Afin que le petit animal ne périsse point d’inanition, chaque jour, je lui envoie des feuilles fraîches de groseillier, de poirier et d’oseille (cette dernière en petite quantité).

Un bouchon, rustiquement fabriqué avec une feuille roulée, suffit à empêcher l’évasion de mes petits pensionnaires.

Ces derniers semblèrent, d’ailleurs, s’accommoder à merveille de leur transparente captivité, car on les vit grossir à vue d’œil.
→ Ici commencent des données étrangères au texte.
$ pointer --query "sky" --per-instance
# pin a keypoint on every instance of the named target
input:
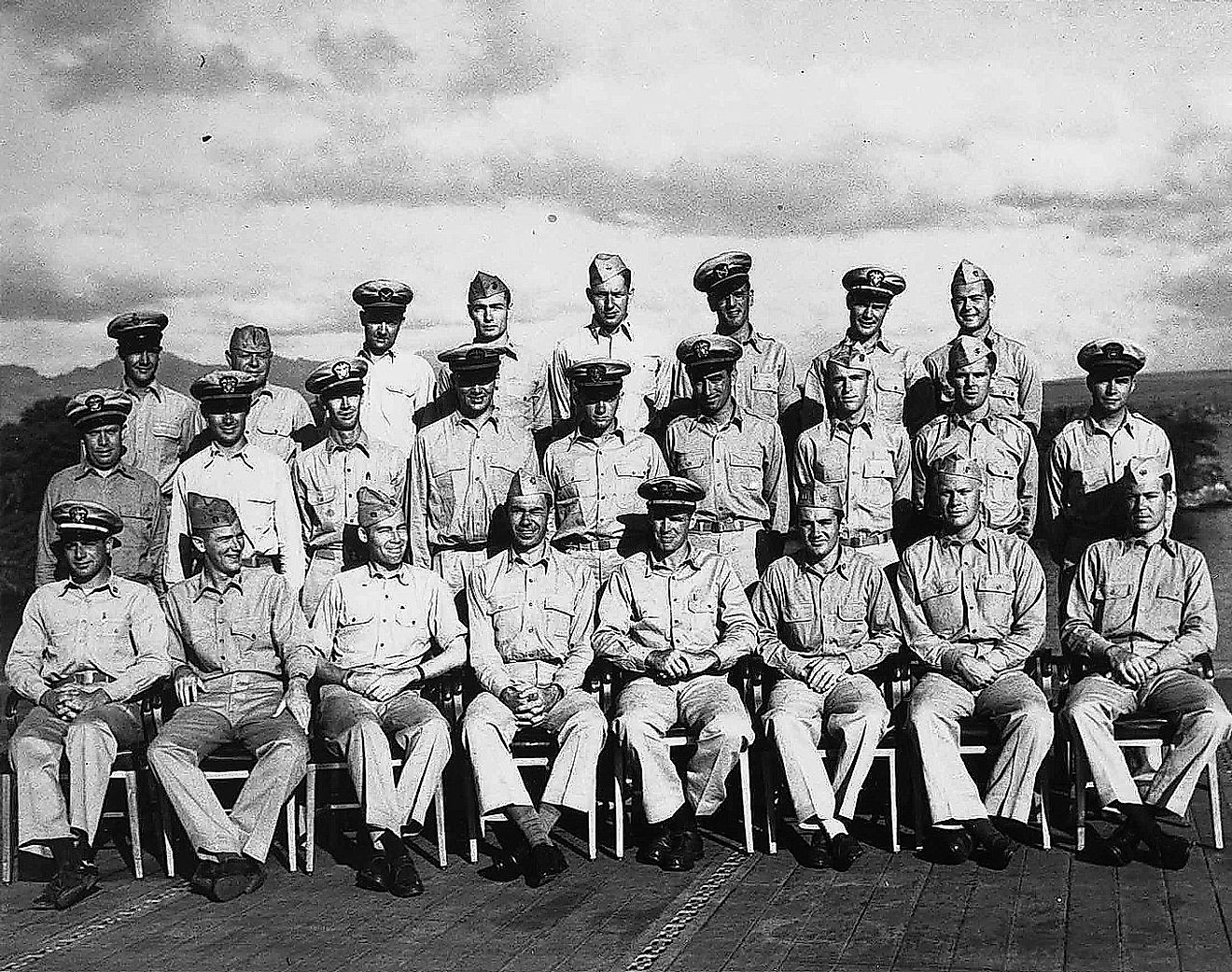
(251, 162)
Au bout de trois semaines, ils étaient devenus de bons gros escargots semblables à ceux de leurs confrères que les gens de cuisine accommodent à la mode bourguignonne ou à toute autre mode.

C’est à partir de ce moment que put se pratiquer ma spirituelle plaisanterie.

Reçois-je des amis dans ma coquette villa, alors je revêts mon air de rien et, habilement, au cours d’une promenade dans le jardin, je fais tomber la conversation sur les limaçons (pas de trop haut, bien entendu, car elle les briserait).

— On ne croirait pas, dis-je, comme la coquille du limaçon peut devenir élastique avec une légère chaleur… rien qu’en la chauffant dans la main, par exemple.

— Ah ! vraiment ? fait le pauvre monsieur… ou la pauvre dame.

— Mais oui… Ainsi, avec un peu d’habitude, on peut faire entrer une de ces bêtes dans une bouteille à petit goulot, à tout petit goulot.

— Allons donc !

— Mais, je vous assure !

— Je voudrais bien voir ça !

— Rien de plus facile !

Je crie à ma bonne (laquelle est dressée à ce genre de sport) :

— Virginie, apportez-moi une petite bouteille.

— Celle-ci est-elle assez grande ? s’informe d’un air innocent la rouée servante.

— Oui, elle ira bien.

Pendant ce temps, j’ai ramassé à terre un assez gros limaçon et, pour bien démontrer que ce n’est pas un limaçon en caoutchouc, je heurte, avec un bruit sec, sa carapace contre le verre.

Les yeux de mes visiteurs s’ouvrent démesurément.

— Alors, s’effare l’un d’eux, vous avez la prétention de faire entrer ce limaçon dans cette bouteille ?

— Voulez-vous parier cent sous ?

— Sans casser ni la carapace, ni la fiole ?

— Sans casser quoi que ce soit.

— Eh bien, je parie cent sous !

(Si mon interlocuteur n’est pas très riche, j’abaisse le taux de la gageure jusqu’à, parfois, cinquante centimes.)

Deux minutes après ce dialogue, et à la suite d’une habile substitution, je montre au parieur ma petite bouteille avec, en son sein, un gros limaçon.

Neuf fois sur dix, le subterfuge n’est point découvert.

En ce cas, tout en jouissant de la stupeur de mes hôtes, j’empoche froidement le montant du pari, ce qui est autant de repris sur les petites dépenses que ces derniers m’ont occasionnées. Dam !

Un dernier détail tout à mon honneur et qui pourrait bien me valoir une médaille de la Société protectrice des animaux :

Chaque fois que mon truc réussit, je casse la fiole et rends la liberté à l’animal.

Dans le cas contraire, je brise le tout sous mon talon rageur… Voilà !

Les personnes qui voudraient s’amuser, cet été, au moyen de ce petit stratagème, devront s’y prendre dès maintenant pour être prêtes à la fin du mois.